One sure bet at Arlington Park is its annual Fiesta in the Park.
Billed as the largest single-day suburban Latino festival outside Chicago (more than 12,000 attended in 2009) the event, held Sunday, offered live salsa music and dancers, along with Mariachi music, Ballet Folklorico dance, and, of course, the races themselves.
For soccer fans, the park even had a Jumbotron screen showing the World Cup match.
Fiesta in the Park provided racing fans to meet their favorite Latino jockeys, including Julio Felix.

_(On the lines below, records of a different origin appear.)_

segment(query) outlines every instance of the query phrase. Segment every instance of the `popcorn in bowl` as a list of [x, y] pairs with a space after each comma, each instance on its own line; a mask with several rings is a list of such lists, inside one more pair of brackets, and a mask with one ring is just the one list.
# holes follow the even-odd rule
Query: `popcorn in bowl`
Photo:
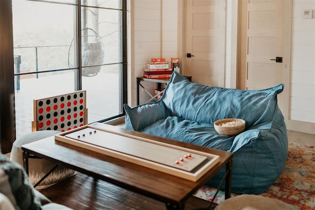
[[219, 125], [219, 126], [222, 126], [222, 127], [233, 127], [233, 126], [238, 126], [238, 125], [241, 125], [242, 124], [243, 124], [243, 122], [242, 122], [241, 121], [231, 121], [230, 122], [224, 122], [222, 124], [221, 124], [220, 125]]
[[235, 136], [244, 131], [245, 125], [245, 120], [238, 118], [219, 120], [213, 124], [218, 133], [229, 136]]

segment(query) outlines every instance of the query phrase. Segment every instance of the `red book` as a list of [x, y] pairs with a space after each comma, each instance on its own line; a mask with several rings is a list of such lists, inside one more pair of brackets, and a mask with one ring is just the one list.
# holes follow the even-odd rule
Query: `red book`
[[157, 74], [156, 75], [148, 75], [143, 74], [143, 77], [147, 79], [162, 79], [162, 78], [170, 78], [172, 76], [171, 74]]
[[173, 69], [171, 68], [145, 68], [143, 69], [144, 71], [173, 71]]
[[151, 59], [151, 62], [165, 61], [165, 59]]
[[145, 71], [144, 73], [147, 75], [155, 75], [158, 74], [172, 74], [173, 71]]

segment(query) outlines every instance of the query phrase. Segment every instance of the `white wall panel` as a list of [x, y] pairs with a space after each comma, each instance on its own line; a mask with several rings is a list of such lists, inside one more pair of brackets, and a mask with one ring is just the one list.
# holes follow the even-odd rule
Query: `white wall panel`
[[314, 12], [315, 0], [294, 0], [292, 8], [290, 95], [291, 120], [315, 122], [315, 18], [303, 19], [304, 9]]

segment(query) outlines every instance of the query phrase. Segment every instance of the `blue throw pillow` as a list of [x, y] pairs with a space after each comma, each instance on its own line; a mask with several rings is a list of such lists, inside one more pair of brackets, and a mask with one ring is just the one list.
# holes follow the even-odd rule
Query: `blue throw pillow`
[[[1, 187], [0, 192], [8, 197], [12, 204], [17, 205], [22, 210], [41, 209], [40, 202], [35, 196], [34, 189], [24, 169], [2, 153], [0, 153], [0, 172], [2, 178], [0, 179], [0, 182], [2, 182], [0, 186], [7, 186], [10, 188]], [[3, 179], [6, 177], [7, 179]]]
[[[169, 116], [169, 114], [160, 101], [133, 108], [124, 104], [124, 107], [126, 112], [126, 128], [131, 130], [138, 131], [159, 120], [165, 119]], [[150, 117], [142, 118], [143, 115]]]

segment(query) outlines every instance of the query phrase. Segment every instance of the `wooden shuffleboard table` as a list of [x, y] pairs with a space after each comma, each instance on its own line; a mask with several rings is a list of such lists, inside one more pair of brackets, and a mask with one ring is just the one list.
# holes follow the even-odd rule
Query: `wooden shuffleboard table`
[[95, 123], [22, 146], [31, 155], [183, 209], [186, 201], [225, 167], [230, 197], [232, 153]]

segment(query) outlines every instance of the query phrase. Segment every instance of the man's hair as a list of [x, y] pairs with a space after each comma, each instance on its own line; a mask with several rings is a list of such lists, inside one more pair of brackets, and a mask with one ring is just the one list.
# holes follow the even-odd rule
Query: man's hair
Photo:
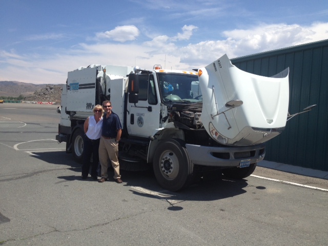
[[111, 105], [112, 105], [112, 102], [111, 102], [111, 101], [109, 101], [109, 100], [106, 100], [106, 101], [104, 101], [102, 102], [102, 106], [104, 106], [104, 104], [108, 104], [108, 103], [109, 103], [109, 102], [110, 104], [111, 104]]

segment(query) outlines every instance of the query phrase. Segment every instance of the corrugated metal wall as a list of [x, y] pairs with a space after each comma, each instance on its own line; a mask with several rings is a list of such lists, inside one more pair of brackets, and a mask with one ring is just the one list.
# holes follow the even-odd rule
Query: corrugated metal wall
[[328, 171], [328, 39], [232, 59], [240, 69], [271, 76], [289, 67], [289, 112], [309, 105], [266, 144], [265, 159]]

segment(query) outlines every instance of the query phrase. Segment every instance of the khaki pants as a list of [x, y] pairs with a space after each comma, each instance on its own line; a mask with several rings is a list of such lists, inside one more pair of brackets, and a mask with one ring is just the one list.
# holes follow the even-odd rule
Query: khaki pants
[[118, 163], [118, 143], [115, 138], [105, 139], [100, 137], [99, 144], [99, 160], [101, 165], [101, 177], [108, 178], [108, 160], [110, 159], [114, 169], [114, 179], [120, 178], [119, 163]]

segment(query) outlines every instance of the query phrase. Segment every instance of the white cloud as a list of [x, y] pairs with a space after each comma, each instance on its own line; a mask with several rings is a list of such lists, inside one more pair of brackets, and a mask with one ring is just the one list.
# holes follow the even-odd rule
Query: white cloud
[[185, 25], [182, 27], [182, 33], [178, 33], [176, 36], [173, 37], [173, 40], [189, 40], [193, 35], [193, 31], [198, 29], [197, 27], [191, 25], [187, 26]]
[[[309, 26], [262, 24], [253, 28], [226, 31], [225, 38], [221, 40], [193, 43], [192, 34], [196, 29], [185, 25], [182, 33], [173, 37], [158, 35], [149, 41], [131, 44], [123, 43], [135, 39], [139, 29], [134, 26], [117, 27], [96, 36], [115, 38], [121, 43], [78, 44], [47, 56], [0, 50], [0, 80], [64, 84], [68, 71], [92, 64], [138, 66], [149, 69], [160, 64], [166, 68], [191, 69], [206, 66], [225, 53], [232, 58], [328, 38], [328, 23]], [[186, 39], [190, 43], [181, 46], [180, 43]]]
[[135, 40], [139, 34], [139, 29], [135, 26], [120, 26], [110, 31], [98, 32], [96, 37], [99, 39], [110, 39], [124, 43]]

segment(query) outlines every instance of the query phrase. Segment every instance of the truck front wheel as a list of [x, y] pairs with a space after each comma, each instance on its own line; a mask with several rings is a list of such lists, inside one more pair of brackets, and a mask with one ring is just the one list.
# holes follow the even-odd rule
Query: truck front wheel
[[241, 179], [248, 177], [255, 170], [256, 167], [256, 163], [252, 163], [249, 167], [247, 168], [231, 168], [223, 169], [222, 173], [225, 177], [236, 179]]
[[159, 185], [170, 191], [180, 190], [192, 180], [194, 165], [180, 139], [165, 140], [158, 144], [153, 168]]
[[83, 135], [84, 133], [81, 129], [77, 129], [74, 133], [72, 138], [72, 152], [75, 160], [82, 163], [82, 153], [83, 153]]

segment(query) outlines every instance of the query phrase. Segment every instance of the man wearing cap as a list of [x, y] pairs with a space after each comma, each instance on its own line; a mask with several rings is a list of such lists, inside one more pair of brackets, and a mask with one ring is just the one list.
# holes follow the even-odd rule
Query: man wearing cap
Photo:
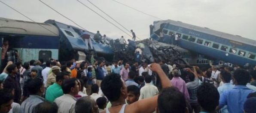
[[53, 102], [54, 100], [64, 95], [61, 84], [64, 80], [69, 78], [69, 74], [65, 72], [58, 73], [56, 76], [56, 82], [47, 88], [46, 95], [46, 101]]
[[56, 82], [56, 75], [60, 72], [60, 70], [61, 68], [58, 66], [54, 66], [52, 67], [52, 72], [48, 75], [46, 80], [46, 86], [47, 87]]

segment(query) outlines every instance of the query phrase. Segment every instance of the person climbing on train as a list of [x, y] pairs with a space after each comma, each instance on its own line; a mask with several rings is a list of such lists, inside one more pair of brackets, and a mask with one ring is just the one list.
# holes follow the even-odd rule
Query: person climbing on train
[[94, 40], [95, 40], [96, 42], [99, 43], [101, 40], [102, 36], [101, 36], [101, 35], [100, 33], [100, 31], [97, 31], [97, 33], [94, 35], [93, 37], [94, 38]]
[[134, 43], [135, 42], [135, 40], [136, 39], [136, 36], [135, 35], [135, 33], [134, 33], [132, 30], [131, 30], [131, 32], [132, 34], [132, 39], [133, 39], [133, 41], [134, 41]]
[[86, 45], [86, 47], [89, 49], [88, 45], [90, 45], [90, 48], [92, 49], [92, 44], [91, 44], [91, 38], [90, 37], [90, 35], [88, 34], [87, 32], [85, 30], [82, 31], [82, 37], [85, 39], [85, 42]]

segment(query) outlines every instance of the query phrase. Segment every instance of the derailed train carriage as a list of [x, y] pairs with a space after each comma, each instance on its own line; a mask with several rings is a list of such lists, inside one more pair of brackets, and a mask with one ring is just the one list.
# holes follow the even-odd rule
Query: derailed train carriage
[[[0, 45], [2, 47], [6, 38], [9, 48], [17, 51], [24, 62], [51, 58], [85, 60], [91, 51], [95, 56], [113, 59], [111, 47], [91, 39], [94, 49], [89, 50], [79, 30], [82, 30], [51, 20], [42, 23], [0, 18]], [[94, 34], [91, 34], [92, 38]]]

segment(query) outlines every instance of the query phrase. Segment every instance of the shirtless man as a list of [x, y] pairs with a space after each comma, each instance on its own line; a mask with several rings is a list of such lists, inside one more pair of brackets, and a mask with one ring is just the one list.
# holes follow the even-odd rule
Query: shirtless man
[[[150, 69], [159, 75], [163, 88], [172, 86], [159, 64], [152, 63]], [[125, 104], [127, 88], [125, 81], [118, 74], [111, 73], [110, 75], [106, 76], [102, 80], [101, 88], [112, 104], [111, 107], [101, 113], [152, 113], [157, 106], [158, 95], [131, 104]]]

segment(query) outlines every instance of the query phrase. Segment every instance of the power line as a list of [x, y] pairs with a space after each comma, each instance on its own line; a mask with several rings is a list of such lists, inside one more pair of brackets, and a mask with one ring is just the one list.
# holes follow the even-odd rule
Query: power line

"I think it's wonderful to give back to the fans," Felix said. "It's all about the fans. If it wasn't for the fans, we wouldn't have racing."
The event drew fans not only from the suburbs but also from Chicago. Pedro Astudillos brought his two children.
"It is very nice, beautiful, well located, not too far from Chicago," he said.
Two sisters, Gina Flanagan of Downers Grove and Kelly McKenna of Oak Brook, came to help their mom, Virginia Hall, celebrate her 65th birthday along with her six grandchildren.
Flanagan said her mom read about the event and insisted upon celebrating her birthday at Fiesta in the Park.
"I think it's wonderful that we're so multicultural and everyone (of all ethnicities) can come out and have a good time," she said.
"We think it's great," McKenna added. "We're just waiting for them to have an Italian day."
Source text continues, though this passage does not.